Crash recovery: WAL design + integration for in-flight assistant tokens #1585

@nesquena-hermes

Description

@nesquena-hermes

Crash recovery: WAL design + integration for in-flight assistant tokens

Background

When hermes-webui is killed (OOM, SIGKILL, container restart, kernel panic) during an active streaming agent run, tokens streamed since the last checkpoint are lost. The session JSON reverts to showing only the user's pending message; the assistant reply that was mid-stream simply vanishes.

The diagnosis from PR #1353 (@JKJameson) is correct on both counts:

  1. _checkpoint_activity is incremented only in on_tool() — so a pure-text stream with zero tool calls is never flagged for periodic checkpointing.
  2. There is no token-level durability primitive. STREAM_PARTIAL_TEXT[stream_id] and STREAM_REASONING_TEXT[stream_id] accumulate the in-flight tokens in memory (introduced in Bug: Stop_generation button deletes LLM response #893 and bug(streaming): Stop/Cancel discards AI's already-streamed reasoning + tool output (and possibly user prompt) — paid tokens lost #1361), but they live only in process memory and are lost on crash.

But the further wrinkle is: the _checkpoint_activity increment alone wouldn't actually fix the bug. s.messages is never mutated during streaming — it only updates at api/streaming.py:2141 after agent.run_conversation() returns.
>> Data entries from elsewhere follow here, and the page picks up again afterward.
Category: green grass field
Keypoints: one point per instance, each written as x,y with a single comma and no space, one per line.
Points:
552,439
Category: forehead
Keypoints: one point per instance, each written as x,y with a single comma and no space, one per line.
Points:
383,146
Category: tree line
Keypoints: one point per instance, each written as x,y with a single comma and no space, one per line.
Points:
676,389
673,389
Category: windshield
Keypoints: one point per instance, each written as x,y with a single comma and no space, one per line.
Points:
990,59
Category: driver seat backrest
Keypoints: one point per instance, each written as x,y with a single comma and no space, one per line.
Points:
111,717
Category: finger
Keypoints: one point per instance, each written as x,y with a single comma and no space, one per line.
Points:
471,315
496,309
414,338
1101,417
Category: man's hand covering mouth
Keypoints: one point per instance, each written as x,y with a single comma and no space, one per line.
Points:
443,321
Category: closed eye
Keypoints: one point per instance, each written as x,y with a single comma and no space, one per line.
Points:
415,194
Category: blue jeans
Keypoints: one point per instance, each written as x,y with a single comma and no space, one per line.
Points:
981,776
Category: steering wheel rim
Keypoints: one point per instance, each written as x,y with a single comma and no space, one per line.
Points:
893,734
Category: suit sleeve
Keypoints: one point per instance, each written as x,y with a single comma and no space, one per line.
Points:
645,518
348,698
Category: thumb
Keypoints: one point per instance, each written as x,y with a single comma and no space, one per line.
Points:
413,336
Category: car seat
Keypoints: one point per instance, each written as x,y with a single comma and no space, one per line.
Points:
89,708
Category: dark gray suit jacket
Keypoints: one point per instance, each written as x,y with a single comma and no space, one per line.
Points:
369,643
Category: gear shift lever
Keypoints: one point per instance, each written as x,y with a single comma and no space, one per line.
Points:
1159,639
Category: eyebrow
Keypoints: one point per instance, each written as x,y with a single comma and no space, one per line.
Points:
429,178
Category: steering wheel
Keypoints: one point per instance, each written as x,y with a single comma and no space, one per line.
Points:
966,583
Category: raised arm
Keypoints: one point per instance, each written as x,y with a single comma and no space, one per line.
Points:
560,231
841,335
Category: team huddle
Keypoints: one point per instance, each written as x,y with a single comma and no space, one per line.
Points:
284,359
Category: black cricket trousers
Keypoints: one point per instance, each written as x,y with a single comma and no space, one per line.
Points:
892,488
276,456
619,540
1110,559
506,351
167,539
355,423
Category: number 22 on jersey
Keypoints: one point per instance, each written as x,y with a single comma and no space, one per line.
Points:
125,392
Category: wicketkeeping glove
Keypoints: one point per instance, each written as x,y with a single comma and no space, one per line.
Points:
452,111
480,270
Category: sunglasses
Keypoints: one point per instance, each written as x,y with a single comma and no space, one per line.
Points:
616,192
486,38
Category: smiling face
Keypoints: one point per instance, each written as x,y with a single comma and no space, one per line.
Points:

The periodic 15s checkpoint thread saves s.pending_user_message + s.active_stream_id + s.pending_started_at, all of which are already on disk from the pre-stream s.save() at line 2092. So even with _checkpoint_activity bumping every token, the checkpoint thread persists nothing new during a text-only stream.

The real fix is shadowing the in-memory token accumulators (STREAM_PARTIAL_TEXT, STREAM_REASONING_TEXT) to a sidecar log on disk, then replaying that log on session reload after a crash.

User impact

This bug class has been hit by users:

  • Webui lost my prompts #1217 — "Webui lost my prompts" (closed; root cause was different but related — context compaction; the user-facing symptom — message vanished — is what we're addressing here).
  • The streaming-loss path is silent: there is no error, no toast, no "session was interrupted" indicator. The user simply sends a message, sees the agent start to type, then on next reload the message and reply are gone.

Design constraints

From the closer reading after #1353:

  1. Durability target is "after-crash," not "after-power-loss." Per-event fsync() is overkill — the kernel's page cache will preserve append-only writes through any process death short of an unsynchronized power outage, which is not in scope.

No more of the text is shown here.